EDITOR: As we celebrate our National Independence this month, let us spare some thought for a significant milestone in our history which occurred in the month of October.
SVG – October 21 1935
On October 21, 1935, the working people of St Vincent and the Grenadines, fed up with extreme poverty, neglect and racial oppression under British colonial rule rose up in rebellion against the colonial authorities and the local plantation and merchant class.
The colonial authorities and many historians insisted that it was not a “rebellion” but “riots” led by unruly persons.
The reality, not just here in SVG but in most of the rest of the Caribbean gave a lie to this assertion. In almost every British colony in the so-called “West Indies”, rebellion broke out for the same fundamental causes. The colonial government had to bring in British troops to quell the popular uprisings.

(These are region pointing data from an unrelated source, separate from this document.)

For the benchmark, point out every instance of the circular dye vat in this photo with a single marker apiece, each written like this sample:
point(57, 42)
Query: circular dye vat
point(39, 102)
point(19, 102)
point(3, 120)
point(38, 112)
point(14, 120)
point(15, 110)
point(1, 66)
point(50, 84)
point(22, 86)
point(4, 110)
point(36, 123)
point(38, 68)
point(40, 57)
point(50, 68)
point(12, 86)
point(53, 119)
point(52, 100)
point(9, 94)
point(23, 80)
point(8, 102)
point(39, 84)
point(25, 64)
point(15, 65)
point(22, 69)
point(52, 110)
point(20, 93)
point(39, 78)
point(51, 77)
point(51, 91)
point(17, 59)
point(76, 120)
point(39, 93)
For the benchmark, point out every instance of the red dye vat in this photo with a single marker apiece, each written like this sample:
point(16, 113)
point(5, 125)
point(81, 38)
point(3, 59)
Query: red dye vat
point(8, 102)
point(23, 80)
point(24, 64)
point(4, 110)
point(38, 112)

In St Vincent, not only were the local leaders, Samuel “Sheriff” Lewis. Bertha Mutt, Martin Durham and others, arrested but the most prominent among them were sent to jail in the colonial headquarters of the British administration in the Windward Islands, Grenada.
In addition, the local working class and anti-colonial fighter George McIntosh, who was not involved in the rebellion was charged with treason.
October 21, 1935, helped to intensify the march towards an end to colonialism and spurred several measures to try and alleviate the misery of the Vincentian working people.
It propelled the demand for an end to British colonial rule. As such when we celebrate National Independence we must always remember the role of October 1935 and the part played by “Sheriff” and the much-maligned rebels of October 21, not only in Kingstown but throughout many parts of the country.
May their memory be eternally preserved!